Excerpts from the interview by Lynn Kaczmarek in the December/January 2003 issue of Mystery News
I have been seduced by authors before. Drawn into their books by a compelling story, fascinating characters or particularly vivid setting. But Carol Goodman kind of snuck up on me. Her first book, The Lake of Dead Languages, sat on a stack in my office for the better part of 2002. Occasionally drawn to the cover art, I oft times picked it up, then pushed it aside in favor of one of those other authors -- the safe ones, the ones I already knew. I usually consider myself an adventuresome reader, one who is willing to try just about anything, but for the last year or so I've found comfort in the familiar.
And so, it was with a rekindled feeling of reckless abandon that I finally opened the cover of The Lake of Dead Languages. And I was smitten. The voice of Carol Goodman rang true and clear.
Twenty years ago, Jane Hudson had attended the Heart Lake College for Girls, a small, private college located in the Adirondacks. The granddaughter of one of the founding family's maids, Jane had won a scholarship to the school and soon found herself inseparable from her two roommates. For four years they did things girls do -- they studied some and partied some; they wrote in their journals; they learned the classics. And they passed on the legend of the lake.
"...the Crevecoeur family lost all three of their daughters in the flu epidemic of 1918. It was said that one night the three girls, all delirious with fever, went down to the lake to quench their fever and drowned there. At this point in the story, someone would point to the three rocks that rose out of the water off the swimming beach and intone solemnly, 'Their bodies were never found, but the next morning three rocks appeared mysteriously in the lake and those rocks have from that day been known as the three sisters.' They say that when the lake freezes over the faces of the girls can be seen peering out from under the ice. The ice makes a noise like moaning, and that sound, like the lapping of the water, draws girls out onto the lake's frozen surface, where the sisters wait to drag the unsuspecting skater through the cracks in the ice. And they say that whenever one girl drowns in the lake, two more inevitably follow."...
An even more powerful work, The Seduction of Water comes out in January 2003 and is the result of Goodman's focus on something a writing teacher once said "Ask yourself if what you have here is already enough." A book that relies less on coincidence and even more on atmosphere, and the intricacy of a story-within-a-story, The Seduction of Water is the tale of Iris Greenfeder, the daughter of fantasy writer Katherine Morrissey. Iris grew up living at the Hotel Equinox in the Catskills where her father was the manager. When Iris was ten, her mother died mysteriously. Then as an adult, finding herself unsettled in both relationship and career, Iris returns to the Hotel to write her mother's biography and search for what some think is Katherine's last manuscript, the third in a trilogy about a fantasy world called Tirra Glynn...

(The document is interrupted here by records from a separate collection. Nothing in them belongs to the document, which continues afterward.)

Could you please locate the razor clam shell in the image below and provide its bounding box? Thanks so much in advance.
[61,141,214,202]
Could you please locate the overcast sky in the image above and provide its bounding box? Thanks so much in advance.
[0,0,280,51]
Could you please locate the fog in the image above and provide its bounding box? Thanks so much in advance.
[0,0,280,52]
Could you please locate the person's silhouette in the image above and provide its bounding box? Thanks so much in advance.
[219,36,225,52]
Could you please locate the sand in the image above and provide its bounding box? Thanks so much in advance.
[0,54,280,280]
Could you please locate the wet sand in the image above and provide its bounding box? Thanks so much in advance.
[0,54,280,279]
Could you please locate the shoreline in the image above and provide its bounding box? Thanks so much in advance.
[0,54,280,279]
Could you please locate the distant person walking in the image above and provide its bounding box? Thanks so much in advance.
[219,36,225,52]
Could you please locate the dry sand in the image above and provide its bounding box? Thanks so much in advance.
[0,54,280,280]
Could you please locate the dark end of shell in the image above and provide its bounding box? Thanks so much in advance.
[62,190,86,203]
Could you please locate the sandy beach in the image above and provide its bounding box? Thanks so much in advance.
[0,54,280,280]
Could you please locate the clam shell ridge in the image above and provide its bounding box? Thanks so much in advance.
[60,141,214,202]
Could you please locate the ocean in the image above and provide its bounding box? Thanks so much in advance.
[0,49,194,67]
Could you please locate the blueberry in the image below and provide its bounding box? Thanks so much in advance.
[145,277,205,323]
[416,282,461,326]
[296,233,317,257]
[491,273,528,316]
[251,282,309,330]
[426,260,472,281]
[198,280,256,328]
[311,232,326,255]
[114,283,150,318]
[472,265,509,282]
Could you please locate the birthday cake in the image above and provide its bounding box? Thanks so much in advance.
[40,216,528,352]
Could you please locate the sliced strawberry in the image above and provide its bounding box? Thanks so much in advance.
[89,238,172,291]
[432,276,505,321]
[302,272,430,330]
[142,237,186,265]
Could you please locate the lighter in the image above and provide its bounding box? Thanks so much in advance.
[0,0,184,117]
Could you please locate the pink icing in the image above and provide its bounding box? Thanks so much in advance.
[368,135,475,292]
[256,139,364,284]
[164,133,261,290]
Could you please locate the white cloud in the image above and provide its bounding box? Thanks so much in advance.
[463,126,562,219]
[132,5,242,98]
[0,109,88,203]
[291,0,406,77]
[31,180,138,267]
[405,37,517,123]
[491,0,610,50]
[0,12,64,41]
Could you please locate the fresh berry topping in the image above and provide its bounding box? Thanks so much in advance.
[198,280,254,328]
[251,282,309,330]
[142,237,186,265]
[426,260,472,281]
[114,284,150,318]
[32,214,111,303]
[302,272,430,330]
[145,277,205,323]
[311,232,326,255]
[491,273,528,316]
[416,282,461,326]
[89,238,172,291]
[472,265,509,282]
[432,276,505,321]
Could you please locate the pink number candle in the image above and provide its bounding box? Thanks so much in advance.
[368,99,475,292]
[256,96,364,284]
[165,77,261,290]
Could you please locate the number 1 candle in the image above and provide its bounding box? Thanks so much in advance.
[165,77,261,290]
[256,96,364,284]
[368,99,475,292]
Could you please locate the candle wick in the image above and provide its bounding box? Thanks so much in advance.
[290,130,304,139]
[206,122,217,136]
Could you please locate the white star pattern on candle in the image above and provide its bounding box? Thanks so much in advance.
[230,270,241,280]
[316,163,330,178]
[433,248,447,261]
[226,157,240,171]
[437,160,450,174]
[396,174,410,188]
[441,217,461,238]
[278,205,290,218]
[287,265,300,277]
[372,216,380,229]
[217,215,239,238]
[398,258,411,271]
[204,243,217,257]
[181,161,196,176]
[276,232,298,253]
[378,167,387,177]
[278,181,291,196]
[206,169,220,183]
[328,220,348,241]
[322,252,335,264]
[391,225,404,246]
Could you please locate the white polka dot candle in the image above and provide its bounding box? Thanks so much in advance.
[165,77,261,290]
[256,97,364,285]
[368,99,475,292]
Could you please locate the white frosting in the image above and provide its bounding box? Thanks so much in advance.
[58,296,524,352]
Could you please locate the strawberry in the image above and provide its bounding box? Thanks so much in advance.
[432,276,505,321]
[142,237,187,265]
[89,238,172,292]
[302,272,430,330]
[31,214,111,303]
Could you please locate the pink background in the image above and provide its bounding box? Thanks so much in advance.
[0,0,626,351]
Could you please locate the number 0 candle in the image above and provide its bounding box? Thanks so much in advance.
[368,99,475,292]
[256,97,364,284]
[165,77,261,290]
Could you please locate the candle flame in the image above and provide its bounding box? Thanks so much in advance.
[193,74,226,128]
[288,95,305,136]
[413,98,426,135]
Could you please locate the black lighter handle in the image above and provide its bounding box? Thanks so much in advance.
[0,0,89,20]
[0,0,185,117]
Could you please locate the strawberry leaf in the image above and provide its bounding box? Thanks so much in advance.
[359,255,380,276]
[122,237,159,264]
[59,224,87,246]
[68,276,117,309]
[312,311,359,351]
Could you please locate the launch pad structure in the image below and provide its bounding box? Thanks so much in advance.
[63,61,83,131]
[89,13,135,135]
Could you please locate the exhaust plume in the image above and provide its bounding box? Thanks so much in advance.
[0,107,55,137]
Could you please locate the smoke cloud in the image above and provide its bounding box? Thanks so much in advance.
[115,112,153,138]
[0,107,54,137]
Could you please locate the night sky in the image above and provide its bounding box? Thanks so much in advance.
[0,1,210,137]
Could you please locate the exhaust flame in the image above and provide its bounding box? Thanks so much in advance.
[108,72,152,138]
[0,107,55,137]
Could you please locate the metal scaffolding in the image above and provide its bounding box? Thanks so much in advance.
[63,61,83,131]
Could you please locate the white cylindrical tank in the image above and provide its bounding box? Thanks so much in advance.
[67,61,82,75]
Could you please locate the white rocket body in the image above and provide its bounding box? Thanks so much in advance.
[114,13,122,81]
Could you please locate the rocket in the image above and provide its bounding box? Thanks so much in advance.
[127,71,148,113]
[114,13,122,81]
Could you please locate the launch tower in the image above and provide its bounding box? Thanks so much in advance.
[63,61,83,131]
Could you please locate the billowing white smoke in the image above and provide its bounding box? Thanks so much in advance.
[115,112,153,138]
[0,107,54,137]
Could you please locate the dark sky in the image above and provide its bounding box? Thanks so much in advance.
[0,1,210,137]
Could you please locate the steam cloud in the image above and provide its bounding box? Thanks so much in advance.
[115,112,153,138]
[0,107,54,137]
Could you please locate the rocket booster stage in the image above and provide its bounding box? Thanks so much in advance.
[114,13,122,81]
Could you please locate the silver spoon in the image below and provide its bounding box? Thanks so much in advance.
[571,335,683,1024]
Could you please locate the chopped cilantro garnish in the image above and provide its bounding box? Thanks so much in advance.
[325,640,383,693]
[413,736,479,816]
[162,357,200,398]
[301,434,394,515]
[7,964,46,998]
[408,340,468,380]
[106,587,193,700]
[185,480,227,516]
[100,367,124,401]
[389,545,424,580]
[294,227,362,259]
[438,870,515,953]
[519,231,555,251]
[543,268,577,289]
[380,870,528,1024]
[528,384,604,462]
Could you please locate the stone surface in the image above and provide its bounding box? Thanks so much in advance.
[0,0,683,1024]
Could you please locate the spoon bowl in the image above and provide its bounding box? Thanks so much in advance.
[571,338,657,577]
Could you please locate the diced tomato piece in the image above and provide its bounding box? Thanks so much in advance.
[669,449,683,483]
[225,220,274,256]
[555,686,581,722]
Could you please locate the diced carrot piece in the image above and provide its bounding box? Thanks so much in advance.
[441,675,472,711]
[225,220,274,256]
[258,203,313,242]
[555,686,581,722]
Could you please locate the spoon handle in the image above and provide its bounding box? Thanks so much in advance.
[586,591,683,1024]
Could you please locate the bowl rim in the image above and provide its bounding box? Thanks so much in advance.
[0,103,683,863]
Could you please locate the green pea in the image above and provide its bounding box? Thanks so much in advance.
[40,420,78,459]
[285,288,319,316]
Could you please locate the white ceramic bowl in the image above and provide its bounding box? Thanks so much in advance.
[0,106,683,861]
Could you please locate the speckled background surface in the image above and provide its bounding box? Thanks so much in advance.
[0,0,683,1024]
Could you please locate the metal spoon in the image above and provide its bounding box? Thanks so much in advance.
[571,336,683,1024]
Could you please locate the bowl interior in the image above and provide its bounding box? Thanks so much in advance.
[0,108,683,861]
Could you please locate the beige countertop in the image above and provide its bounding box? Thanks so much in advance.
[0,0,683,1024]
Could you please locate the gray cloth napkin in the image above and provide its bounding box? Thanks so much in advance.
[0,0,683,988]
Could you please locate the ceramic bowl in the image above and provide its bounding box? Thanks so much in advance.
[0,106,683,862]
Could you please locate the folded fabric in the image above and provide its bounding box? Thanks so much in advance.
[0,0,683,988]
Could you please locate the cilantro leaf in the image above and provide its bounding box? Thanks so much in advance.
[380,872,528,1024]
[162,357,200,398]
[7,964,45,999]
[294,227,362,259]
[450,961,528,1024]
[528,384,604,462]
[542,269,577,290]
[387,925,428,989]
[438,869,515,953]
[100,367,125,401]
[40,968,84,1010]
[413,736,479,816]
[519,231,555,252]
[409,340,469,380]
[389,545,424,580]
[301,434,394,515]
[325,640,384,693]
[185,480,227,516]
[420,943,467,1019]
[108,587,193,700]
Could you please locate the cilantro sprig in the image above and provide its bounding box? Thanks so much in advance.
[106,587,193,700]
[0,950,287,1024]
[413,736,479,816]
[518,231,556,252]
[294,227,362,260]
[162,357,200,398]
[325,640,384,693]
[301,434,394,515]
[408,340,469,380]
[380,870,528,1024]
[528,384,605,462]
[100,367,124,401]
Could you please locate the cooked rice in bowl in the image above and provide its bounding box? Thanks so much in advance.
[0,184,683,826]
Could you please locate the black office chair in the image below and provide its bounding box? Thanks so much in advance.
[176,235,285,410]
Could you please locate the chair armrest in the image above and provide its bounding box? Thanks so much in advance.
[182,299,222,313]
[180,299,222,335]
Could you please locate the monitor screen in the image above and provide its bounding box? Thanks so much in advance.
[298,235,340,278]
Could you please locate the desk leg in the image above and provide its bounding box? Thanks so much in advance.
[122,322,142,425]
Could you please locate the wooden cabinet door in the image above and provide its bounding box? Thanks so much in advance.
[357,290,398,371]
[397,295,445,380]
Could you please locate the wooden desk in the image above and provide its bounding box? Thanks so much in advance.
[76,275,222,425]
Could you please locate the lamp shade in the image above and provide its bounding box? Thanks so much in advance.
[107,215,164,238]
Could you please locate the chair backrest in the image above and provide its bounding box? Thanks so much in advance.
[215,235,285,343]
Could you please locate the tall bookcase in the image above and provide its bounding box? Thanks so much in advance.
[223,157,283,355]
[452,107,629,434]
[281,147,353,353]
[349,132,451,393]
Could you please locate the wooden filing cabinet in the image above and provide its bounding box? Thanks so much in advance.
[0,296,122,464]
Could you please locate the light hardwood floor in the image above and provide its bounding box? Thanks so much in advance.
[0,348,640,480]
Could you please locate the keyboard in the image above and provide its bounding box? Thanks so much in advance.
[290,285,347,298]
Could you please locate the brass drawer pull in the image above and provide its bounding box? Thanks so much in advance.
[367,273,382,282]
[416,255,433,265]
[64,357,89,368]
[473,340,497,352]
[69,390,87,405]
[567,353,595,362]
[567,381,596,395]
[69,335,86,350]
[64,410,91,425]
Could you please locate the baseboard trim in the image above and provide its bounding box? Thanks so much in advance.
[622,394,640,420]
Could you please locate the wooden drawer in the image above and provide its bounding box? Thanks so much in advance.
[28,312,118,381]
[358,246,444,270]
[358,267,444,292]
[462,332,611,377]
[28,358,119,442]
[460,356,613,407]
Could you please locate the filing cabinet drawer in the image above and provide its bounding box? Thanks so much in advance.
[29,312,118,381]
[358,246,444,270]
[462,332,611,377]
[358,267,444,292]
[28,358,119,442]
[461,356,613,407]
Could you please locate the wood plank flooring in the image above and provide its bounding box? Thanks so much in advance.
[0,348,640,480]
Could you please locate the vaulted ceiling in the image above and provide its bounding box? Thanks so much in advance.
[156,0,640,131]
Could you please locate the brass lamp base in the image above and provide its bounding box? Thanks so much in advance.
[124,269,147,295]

I asked Goodman about the common threads in the books and if she would continue them. "I think that the challenge is always to not repeat yourself and not get into a rut. So far I've felt that I could continue telling a certain kind of story without feeling that they were repeating themselves. I'm still interested in telling a woman's story from the first person narration and I'm stil interested in the Hudson Valley and water. I think there's more to be done there."
Goodman is still in the research stage for the next book -- attending lectures, reading about Tiffany, taking a stained glass class...and kayaking.But soon she'll be sitting in her office on the converted front porch, Flair pen in hand. She'll be looking out the front window, the one that faces the Rose of Sharon bush. And on the wall, in between the windows, she'll glance occasionally at the Tiffany window postcard -- just below the snapshot of Mohonk Lade and above the 1940s picture of a woman walking through Grand Central Station. And in her mind's eye, she'll see that mystical world. And next year about this time, we'll all see if too.